Ah ! dans l’état funeste où ma chute m’a mis,
Est-ce que mon malheur m’a laissé trop d’amis ?
Songeons plutôt, songeons à gagner sa tendresse.
J’ai besoin d’un vengeur, et non d’une maîtresse.
Quoi ! ne vaut-il pas mieux, puisqu’il faut m’en priver,
La céder à ce fils que je veux conserver ?
Cédons-la. Vains efforts qui ne font que m’instruire
Des faiblesses d’un cœur qui cherche à se séduire !
Je brûle, je l’adore, et loin de la bannir…

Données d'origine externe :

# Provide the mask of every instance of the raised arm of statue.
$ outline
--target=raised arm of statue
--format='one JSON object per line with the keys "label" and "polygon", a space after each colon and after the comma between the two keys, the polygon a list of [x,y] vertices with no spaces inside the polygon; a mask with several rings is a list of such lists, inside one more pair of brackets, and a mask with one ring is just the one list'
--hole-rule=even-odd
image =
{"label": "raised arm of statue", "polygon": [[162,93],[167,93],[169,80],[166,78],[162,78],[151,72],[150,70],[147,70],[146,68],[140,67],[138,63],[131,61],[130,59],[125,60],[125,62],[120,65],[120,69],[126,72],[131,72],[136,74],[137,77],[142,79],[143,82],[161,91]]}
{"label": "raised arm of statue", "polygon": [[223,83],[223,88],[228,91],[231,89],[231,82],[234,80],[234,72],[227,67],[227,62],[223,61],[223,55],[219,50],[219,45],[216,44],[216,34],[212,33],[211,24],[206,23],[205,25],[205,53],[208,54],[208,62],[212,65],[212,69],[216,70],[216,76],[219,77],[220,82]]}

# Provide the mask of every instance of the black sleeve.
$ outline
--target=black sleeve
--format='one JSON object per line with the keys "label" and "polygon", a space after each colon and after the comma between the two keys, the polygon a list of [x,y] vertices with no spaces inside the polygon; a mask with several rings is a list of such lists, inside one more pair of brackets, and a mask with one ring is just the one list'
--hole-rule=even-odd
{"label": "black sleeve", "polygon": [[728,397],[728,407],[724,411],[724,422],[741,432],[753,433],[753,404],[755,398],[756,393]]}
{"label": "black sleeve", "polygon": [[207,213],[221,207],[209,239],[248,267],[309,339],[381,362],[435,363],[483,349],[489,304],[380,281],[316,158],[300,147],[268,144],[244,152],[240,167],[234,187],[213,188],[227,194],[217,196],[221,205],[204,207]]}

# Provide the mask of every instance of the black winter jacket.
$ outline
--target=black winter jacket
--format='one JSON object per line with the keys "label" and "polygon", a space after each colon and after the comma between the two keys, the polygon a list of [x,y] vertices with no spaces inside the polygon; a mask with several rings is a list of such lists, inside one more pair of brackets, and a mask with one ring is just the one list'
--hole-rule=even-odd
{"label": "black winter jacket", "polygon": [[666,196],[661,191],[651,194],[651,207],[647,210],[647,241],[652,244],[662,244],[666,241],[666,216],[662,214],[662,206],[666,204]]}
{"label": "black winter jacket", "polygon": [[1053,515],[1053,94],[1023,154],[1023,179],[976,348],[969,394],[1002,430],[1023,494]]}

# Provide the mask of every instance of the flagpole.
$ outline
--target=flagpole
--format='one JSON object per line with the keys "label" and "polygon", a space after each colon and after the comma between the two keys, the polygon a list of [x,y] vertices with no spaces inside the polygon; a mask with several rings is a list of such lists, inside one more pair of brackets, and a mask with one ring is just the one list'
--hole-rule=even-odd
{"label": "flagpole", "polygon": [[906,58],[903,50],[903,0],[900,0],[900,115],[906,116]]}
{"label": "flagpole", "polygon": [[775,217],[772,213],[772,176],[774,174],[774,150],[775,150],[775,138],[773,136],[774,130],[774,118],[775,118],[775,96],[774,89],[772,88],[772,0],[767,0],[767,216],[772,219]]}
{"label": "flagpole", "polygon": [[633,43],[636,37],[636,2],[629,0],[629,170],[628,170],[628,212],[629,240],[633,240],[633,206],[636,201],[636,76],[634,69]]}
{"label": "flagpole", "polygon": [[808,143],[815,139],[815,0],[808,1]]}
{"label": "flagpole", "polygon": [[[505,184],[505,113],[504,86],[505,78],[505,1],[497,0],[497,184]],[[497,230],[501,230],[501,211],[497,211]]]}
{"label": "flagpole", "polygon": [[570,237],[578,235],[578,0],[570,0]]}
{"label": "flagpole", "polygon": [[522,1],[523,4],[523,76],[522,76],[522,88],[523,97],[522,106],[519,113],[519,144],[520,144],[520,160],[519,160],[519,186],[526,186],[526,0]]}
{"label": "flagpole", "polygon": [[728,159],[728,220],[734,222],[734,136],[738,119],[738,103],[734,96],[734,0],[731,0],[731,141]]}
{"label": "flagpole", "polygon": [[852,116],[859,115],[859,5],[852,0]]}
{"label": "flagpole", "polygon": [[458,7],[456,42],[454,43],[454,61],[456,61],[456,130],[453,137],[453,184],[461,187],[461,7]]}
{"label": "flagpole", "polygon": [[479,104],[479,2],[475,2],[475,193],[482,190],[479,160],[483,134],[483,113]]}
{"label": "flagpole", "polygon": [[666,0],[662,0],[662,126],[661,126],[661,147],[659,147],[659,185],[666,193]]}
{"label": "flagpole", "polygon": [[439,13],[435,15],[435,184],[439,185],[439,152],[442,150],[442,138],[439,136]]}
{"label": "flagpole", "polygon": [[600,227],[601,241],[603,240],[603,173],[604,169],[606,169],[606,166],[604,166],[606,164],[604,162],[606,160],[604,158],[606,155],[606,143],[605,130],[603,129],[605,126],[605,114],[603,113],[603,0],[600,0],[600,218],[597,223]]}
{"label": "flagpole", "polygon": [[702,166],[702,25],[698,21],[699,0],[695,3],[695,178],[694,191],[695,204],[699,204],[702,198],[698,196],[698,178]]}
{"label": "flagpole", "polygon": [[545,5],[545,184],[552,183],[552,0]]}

Ah ! c’est un crime encor dont je la veux punir…
Quelle pitié retient mes sentiments timides ?
N’en ai-je pas déjà puni de moins perfides ?
Ô Monime ! ô mon fils ! inutile courroux !
Et vous, heureux Romains, quel triomphe pour vous,
Si vous saviez ma honte et qu’un avis fidèle
De mes lâches combats vous portât la nouvelle !
Quoi ! des plus chères mains craignant les trahisons,
J’ai pris soin de m’armer contre tous les poisons ;
J’ai su, par une longue et pénible industrie,
Des plus mortels venins prévenir la furie.
Ah ! qu’il eût mieux valu, plus sage et plus heureux,
Et repoussant les traits d’un amour dangereux,
Ne pas laisser remplir d’ardeurs empoisonnées
Un cœur déjà glacé par le froid des années ! …

(Ainsi il se débat en vieil homme mordu, mais en homme qui, dans sa souffrance même, n’oublie pas son rôle et ses devoirs publics. Ruy Gomez n’est qu’un « gaga » lyrique auprès de lui.)

Songez-y bien : autant peut-être qu’Hermione et que Roxane, Mithridate amoureux était alors un personnage tout neuf. Et longtemps il restera isolé : ce n’est guère qu’au XIXe siècle que nous reverrons sur le théâtre l’amour dans de vieux cœurs et dans de vieilles chairs.